Dans les provinces du Nord-Kivu, du Sud-Kivu et de l’Ituri, ces dynamiques se recomposent constamment sous la pression de conflits armés, de marginalisation économique et de crises humanitaires. La cohésion n’y est jamais donnée ; elle se construit dans l’urgence, à partir de liens de survie, de solidarité et de résistance. Les associations dans le Sud-Kivu, les collectifs d’enseignants à Goma ou les réseaux de paysans à Beni incarnent cette capacité des communautés à se structurer, à se réinventer, et à transcender toute fragmentation imposée.
Ces formes concrètes incarnent ce que certains nomment la « Communauté » : évanescente, imprévisible, mais d’une puissance indéniable sur le sentiment d’appartenance et le lien social.
La fiction et l’imaginaire : penser la communauté depuis ses marges
Si la sociologie analyse, la littérature invente. Dans l’espace fictionnel, la communauté peut se concevoir comme un laboratoire social et politique, un lieu où la cohésion se construit et se négocie, où la limite entre inclusion et exclusion devient terrain d’expérimentation. La communauté n’y est jamais une essence donnée ; elle est processus, tension et geste créatif.

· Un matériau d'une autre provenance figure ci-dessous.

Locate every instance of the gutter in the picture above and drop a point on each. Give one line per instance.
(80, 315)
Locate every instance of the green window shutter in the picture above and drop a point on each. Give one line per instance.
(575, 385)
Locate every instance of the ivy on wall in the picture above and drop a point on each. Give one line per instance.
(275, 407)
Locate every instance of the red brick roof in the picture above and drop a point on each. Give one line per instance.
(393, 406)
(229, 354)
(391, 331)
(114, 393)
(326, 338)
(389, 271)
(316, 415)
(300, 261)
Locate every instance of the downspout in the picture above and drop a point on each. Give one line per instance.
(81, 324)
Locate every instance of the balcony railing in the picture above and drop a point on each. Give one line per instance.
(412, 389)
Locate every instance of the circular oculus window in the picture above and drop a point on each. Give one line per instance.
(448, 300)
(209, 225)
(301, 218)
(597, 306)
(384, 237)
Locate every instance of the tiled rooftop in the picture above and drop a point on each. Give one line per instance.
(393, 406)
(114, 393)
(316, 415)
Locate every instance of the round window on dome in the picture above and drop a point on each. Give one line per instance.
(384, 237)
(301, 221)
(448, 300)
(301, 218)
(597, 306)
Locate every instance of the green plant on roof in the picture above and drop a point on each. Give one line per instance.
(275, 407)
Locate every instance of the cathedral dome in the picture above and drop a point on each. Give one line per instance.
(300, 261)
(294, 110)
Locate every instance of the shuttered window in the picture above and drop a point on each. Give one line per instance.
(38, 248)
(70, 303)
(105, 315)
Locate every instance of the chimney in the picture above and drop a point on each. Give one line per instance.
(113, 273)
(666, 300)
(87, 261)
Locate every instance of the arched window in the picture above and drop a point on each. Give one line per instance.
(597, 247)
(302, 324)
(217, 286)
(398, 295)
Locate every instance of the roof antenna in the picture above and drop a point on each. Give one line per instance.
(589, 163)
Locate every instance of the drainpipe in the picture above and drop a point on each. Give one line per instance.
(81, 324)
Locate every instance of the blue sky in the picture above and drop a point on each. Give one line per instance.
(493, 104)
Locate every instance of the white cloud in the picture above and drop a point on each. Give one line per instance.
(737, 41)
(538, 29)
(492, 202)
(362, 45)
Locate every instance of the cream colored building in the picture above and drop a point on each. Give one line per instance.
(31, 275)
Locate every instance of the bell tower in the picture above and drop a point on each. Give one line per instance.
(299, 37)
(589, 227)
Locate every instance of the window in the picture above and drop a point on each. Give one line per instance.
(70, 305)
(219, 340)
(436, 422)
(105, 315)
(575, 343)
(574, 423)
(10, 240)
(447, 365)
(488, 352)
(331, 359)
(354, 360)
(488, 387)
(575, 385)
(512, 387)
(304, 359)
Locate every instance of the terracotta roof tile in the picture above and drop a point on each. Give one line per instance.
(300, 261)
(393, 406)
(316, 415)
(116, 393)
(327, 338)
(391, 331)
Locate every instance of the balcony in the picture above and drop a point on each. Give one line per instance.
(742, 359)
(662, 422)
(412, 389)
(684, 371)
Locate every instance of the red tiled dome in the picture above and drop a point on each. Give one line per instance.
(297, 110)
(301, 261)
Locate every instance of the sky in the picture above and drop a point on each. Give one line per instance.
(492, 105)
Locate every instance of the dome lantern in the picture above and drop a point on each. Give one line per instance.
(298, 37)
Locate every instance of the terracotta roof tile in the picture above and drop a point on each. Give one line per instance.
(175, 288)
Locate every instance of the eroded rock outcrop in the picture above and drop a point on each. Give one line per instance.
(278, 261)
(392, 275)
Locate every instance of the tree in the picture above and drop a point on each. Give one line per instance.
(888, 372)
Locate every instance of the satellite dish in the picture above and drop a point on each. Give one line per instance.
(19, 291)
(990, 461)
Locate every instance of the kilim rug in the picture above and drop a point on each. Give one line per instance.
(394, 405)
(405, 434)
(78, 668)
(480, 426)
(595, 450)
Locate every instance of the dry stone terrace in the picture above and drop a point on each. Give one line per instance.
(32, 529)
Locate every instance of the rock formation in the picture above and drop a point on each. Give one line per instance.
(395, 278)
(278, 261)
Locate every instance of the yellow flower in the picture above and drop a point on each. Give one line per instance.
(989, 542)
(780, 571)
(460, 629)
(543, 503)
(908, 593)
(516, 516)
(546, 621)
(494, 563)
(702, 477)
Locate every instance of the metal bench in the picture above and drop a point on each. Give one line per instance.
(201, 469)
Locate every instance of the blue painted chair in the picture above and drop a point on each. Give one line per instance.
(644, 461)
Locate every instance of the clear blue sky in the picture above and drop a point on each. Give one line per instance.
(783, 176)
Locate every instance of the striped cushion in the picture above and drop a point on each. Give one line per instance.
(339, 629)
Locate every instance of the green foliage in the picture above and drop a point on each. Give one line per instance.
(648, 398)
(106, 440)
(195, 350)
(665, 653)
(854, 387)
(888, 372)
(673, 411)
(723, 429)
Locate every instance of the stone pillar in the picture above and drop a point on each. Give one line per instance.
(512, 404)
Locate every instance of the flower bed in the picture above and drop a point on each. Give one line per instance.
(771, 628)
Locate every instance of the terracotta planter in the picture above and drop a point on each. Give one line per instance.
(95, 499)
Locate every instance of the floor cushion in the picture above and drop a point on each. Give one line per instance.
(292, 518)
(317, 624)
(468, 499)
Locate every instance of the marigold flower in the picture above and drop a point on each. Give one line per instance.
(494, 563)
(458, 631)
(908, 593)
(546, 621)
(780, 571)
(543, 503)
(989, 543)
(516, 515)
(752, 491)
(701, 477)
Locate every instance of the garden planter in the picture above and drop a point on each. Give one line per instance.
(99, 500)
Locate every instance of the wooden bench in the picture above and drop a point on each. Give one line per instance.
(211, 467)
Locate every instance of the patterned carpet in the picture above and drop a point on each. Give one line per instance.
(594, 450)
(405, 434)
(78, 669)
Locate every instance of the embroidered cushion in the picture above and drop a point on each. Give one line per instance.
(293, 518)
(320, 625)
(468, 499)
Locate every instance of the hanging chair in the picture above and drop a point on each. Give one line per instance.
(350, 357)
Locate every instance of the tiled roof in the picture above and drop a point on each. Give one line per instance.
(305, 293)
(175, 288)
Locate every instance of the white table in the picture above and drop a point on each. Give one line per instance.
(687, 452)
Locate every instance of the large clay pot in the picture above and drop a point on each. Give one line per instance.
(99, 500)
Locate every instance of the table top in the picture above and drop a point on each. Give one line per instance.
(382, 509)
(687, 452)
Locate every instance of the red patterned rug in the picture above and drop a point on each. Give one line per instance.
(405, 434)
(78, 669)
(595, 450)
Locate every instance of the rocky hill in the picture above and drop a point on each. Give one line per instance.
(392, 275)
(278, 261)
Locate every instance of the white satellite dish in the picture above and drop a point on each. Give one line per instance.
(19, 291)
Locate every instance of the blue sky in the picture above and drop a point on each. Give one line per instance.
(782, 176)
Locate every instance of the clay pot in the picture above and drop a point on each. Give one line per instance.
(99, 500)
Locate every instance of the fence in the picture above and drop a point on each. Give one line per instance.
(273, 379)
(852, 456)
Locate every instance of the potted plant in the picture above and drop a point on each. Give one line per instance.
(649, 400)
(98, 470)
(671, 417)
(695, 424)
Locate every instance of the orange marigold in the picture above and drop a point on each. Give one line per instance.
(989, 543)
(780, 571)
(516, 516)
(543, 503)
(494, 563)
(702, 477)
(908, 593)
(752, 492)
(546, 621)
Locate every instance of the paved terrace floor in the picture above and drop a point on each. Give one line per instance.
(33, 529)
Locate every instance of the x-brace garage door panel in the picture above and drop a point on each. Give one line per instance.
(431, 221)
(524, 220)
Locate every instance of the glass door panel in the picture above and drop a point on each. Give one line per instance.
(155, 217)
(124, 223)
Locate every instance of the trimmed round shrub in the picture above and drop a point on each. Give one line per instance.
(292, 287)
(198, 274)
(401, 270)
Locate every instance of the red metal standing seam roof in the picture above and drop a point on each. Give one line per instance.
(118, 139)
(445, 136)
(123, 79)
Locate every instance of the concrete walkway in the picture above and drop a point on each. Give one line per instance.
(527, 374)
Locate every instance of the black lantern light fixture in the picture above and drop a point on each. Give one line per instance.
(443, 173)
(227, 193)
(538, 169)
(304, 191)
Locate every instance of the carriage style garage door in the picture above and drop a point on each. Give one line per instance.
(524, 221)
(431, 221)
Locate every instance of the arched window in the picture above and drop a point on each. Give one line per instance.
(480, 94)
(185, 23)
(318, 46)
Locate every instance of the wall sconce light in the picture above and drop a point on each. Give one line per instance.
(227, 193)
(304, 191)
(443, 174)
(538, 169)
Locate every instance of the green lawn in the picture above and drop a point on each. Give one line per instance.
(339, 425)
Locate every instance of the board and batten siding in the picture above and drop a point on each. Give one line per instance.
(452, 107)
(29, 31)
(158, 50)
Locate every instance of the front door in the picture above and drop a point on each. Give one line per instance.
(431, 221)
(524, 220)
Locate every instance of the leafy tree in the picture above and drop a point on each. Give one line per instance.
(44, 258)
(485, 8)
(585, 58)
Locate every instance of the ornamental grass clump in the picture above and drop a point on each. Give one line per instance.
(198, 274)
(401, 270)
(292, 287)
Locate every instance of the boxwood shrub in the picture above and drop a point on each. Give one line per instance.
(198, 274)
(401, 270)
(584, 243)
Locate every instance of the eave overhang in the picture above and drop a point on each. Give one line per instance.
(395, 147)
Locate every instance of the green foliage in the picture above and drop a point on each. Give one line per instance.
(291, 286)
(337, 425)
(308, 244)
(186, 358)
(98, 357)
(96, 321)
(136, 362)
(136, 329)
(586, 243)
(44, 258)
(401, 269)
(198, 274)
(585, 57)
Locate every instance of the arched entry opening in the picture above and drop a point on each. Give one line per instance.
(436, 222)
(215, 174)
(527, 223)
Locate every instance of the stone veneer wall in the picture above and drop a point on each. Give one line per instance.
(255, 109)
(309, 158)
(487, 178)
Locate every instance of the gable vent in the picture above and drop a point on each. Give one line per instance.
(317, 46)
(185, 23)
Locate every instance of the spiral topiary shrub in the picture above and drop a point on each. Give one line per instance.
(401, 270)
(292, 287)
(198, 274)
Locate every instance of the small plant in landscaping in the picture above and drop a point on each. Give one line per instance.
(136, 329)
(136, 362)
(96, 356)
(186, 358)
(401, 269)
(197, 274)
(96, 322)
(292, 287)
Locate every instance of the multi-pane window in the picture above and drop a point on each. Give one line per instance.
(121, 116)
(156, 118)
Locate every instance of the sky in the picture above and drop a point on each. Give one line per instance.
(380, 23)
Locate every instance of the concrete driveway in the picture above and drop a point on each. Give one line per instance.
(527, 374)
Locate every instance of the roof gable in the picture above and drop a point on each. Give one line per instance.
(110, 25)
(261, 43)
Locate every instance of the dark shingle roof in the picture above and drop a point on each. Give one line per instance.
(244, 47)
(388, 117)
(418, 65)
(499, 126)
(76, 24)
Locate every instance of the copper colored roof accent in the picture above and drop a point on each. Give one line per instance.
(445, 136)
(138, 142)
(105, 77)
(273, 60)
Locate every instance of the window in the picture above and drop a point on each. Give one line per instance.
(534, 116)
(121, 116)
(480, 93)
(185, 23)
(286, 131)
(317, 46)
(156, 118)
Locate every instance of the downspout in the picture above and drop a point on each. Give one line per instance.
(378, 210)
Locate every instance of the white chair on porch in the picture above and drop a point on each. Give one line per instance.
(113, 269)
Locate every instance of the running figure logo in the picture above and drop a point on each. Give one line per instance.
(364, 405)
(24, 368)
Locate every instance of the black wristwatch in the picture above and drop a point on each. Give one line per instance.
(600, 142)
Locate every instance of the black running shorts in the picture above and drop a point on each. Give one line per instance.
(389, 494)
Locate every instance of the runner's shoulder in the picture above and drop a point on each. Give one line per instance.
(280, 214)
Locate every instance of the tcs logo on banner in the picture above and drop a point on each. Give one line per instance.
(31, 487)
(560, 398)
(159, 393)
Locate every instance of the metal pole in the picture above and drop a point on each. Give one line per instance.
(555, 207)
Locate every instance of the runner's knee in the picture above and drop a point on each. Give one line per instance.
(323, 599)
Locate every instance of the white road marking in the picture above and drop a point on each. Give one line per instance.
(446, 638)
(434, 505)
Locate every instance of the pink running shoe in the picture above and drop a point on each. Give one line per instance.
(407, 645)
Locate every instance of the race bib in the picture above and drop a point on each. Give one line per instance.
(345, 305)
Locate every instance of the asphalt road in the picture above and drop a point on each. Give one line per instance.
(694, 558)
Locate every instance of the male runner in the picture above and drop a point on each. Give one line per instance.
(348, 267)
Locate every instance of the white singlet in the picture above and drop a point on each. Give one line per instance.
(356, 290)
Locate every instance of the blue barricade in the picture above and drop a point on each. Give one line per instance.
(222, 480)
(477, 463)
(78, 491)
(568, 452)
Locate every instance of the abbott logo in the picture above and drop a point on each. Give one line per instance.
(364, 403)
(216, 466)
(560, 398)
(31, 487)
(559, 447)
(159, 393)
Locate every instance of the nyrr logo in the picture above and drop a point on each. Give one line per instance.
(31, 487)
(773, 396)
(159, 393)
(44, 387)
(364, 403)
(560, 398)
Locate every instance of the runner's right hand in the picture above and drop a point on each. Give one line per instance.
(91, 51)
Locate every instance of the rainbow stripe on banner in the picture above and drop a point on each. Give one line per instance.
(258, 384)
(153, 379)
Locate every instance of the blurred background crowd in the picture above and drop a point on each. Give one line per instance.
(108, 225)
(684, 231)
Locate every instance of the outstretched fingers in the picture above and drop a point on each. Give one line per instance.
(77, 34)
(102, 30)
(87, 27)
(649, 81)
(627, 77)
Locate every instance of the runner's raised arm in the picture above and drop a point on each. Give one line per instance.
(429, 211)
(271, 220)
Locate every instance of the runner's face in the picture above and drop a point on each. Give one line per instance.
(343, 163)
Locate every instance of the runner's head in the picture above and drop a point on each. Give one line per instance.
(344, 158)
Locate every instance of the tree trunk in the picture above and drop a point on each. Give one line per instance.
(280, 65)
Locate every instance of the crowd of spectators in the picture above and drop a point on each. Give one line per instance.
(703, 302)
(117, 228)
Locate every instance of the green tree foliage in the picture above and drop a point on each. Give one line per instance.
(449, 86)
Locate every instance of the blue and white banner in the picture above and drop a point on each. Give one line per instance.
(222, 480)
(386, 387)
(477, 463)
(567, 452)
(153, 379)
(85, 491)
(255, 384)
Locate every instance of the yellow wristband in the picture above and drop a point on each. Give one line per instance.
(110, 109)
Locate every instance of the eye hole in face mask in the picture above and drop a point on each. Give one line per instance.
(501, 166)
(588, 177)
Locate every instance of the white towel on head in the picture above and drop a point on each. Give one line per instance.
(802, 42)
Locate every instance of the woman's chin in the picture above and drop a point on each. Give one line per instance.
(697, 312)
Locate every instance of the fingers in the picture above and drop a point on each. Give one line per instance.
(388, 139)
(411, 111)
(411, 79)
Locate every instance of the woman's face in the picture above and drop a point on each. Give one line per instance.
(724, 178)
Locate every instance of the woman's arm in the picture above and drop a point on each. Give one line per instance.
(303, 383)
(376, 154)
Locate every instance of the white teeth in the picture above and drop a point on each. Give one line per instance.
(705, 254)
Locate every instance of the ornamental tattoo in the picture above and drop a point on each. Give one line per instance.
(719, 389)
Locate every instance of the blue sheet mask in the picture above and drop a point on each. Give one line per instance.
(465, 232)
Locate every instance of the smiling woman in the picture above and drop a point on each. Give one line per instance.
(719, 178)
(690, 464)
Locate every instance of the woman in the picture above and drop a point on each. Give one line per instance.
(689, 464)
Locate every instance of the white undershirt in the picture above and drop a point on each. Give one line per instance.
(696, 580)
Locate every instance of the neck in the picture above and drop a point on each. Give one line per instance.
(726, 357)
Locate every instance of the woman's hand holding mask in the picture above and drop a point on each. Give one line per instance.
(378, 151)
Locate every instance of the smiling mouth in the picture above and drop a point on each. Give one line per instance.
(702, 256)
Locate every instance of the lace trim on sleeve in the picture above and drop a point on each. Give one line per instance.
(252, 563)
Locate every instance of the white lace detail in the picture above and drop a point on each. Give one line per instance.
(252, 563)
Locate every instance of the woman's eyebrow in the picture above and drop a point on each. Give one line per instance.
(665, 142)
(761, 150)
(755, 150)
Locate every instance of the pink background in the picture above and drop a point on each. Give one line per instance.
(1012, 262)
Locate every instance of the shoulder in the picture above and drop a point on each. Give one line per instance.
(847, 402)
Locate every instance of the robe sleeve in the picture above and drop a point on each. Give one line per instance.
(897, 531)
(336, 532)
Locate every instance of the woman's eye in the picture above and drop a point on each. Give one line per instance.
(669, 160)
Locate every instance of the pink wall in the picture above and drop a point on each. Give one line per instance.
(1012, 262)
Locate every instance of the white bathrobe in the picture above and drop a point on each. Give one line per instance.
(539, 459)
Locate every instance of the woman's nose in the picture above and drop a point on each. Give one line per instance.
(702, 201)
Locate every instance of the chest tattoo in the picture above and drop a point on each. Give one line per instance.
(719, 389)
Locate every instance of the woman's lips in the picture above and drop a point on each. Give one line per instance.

Transposé à la RDC contemporaine, ce paradigme permet de comprendre les collectifs locaux comme des laboratoires de résilience : coopératives agricoles dans les hauts plateaux du Sud-Kivu, initiatives éducatives à Minembwe, associations de déplacés dans la région de Beni. Ces communautés marginales incarnent des modes de vie alternatifs, fondés sur la coopération, l’inventivité et la résistance aux violences.
Penser la communauté depuis ses marges, c’est accepter l’instabilité, la pluralité et la créativité comme fondements du lien social. Cela permet de dépasser les nostalgies d’un ordre perdu et les constructions essentialistes, tout en observant comment des individus et des groupes, face aux crises, inventent des formes inédites de solidarité et de cohésion.
Dans le contexte congolais, la littérature et l’imaginaire politique se rejoignent : ils offrent un espace où se négocient identités, mémoire collective et futur commun, dans une tension constante entre perte et invention.
Ainsi, la communauté devient moins un héritage statique qu’un chantier vivant, ouvert aux possibles, aux marges et aux audaces, capable de traverser frontières, conflits et épreuves, tout en conservant intacte l’indélébile mémoire des liens ancestraux.